What kind of JBOD in hadoop? and COW with hadoop?

Question

New to hadoop, only setup a 3 debian server cluster for practice.

I was researching best practices on hadoop and came across: JBOD no RAID Filesystem: ext3, ext4, xfs - none of that fancy COW stuff you see with zfs and btrfs

So I raise these questions...

Everywhere I read JBOD is better then RAID in hadoop, and that the best filesystems are xfs and ext3 and ext4. Aside from the filesystem stuff which totally makes sense why those are the best... how do you implement this JBOD? You will see my confusion if you do the google search your self, JBOD alludes to a linear appendage or combination of just a bunch of disks kind of like a logical volume well at least thats how some people explain it, but hadoop seems to want a JBOD that doesnt combine. No body expands on that...

Question 1) What does everyone in the hadoop world mean by JBOD and how do you implement that?
Question 2) Is it as simple as mounting each disk to a different directory is all?
Question 3) Does that mean that hadoop runs best on a JBOD where each disk is simply mounted to a different directory?
Question 4) And then you just point hadoop at those data.dirs?
Question5) I see JBODS going 2 ways, either each disk going to a seperate mount, or a linear concat of disks, which can be done mdadm --linear mode, or lvm i bet can do it too, so I dont see the big deal with that... And if thats the case, where mdadm --linear or lvm can be used because the JBOD people are refering to is this concat of disks, then which is the best way to "JBOD" or linearly concat disks for hadoop?

This is off topic, but can someone verify if this is correct as well? Filesystems that use cow, copy on write, like zfs and btrfs just slow down hadoop but not only that the cow implementation is a waste with hadoop.
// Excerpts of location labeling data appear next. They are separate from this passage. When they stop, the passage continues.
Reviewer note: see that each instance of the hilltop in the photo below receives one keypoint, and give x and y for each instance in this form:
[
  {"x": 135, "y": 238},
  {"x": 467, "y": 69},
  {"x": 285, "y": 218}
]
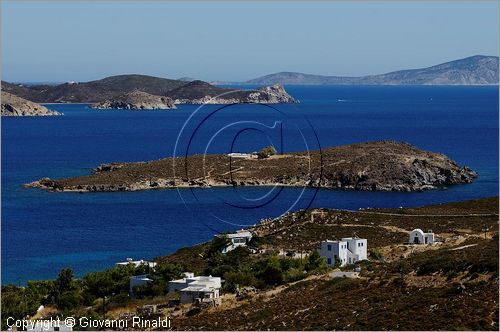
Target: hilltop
[
  {"x": 475, "y": 70},
  {"x": 115, "y": 87},
  {"x": 136, "y": 100},
  {"x": 16, "y": 106},
  {"x": 380, "y": 166}
]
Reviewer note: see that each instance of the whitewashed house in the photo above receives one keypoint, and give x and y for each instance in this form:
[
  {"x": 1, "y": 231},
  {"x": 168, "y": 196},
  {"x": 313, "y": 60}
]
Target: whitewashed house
[
  {"x": 252, "y": 155},
  {"x": 349, "y": 250},
  {"x": 136, "y": 281},
  {"x": 137, "y": 263},
  {"x": 192, "y": 288},
  {"x": 239, "y": 239},
  {"x": 417, "y": 236}
]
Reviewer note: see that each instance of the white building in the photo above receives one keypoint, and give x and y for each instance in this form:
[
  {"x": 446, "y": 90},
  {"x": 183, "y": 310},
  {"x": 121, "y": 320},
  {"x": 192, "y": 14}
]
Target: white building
[
  {"x": 349, "y": 250},
  {"x": 136, "y": 281},
  {"x": 137, "y": 263},
  {"x": 238, "y": 239},
  {"x": 417, "y": 236},
  {"x": 192, "y": 288},
  {"x": 253, "y": 155}
]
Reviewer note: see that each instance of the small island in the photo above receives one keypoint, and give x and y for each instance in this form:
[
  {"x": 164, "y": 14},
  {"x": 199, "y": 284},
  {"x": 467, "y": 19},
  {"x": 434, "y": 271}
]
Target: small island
[
  {"x": 371, "y": 166},
  {"x": 17, "y": 106}
]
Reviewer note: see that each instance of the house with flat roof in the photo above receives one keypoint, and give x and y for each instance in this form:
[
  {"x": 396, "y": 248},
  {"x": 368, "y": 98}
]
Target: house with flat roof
[
  {"x": 238, "y": 239},
  {"x": 417, "y": 236},
  {"x": 349, "y": 250},
  {"x": 137, "y": 263},
  {"x": 192, "y": 288},
  {"x": 136, "y": 281}
]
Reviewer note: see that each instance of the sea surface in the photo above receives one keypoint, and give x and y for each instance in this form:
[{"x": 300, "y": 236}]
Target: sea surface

Question 6) Why is COW and things like RAID a waste on hadoop? I see it as if your system crashes and you use the cowness of if to restore it, by the time you restored your system, there have been so many changes to hdfs it will probably just consider that machine as faulty and it would be better to rejoin it from scratch (bring it up as a fresh new datanode)... Or how will the hadoop system see the older datanode? My guess is it wont think its old or new or even a datanode, it will just see it as garbage... Idk...
Question 7) What happens if hadoop sees a datanode that fell off the cluster and then the datanode comes back online with data slightly older? Is there an extent to how old the data has to be ??? how does this topic?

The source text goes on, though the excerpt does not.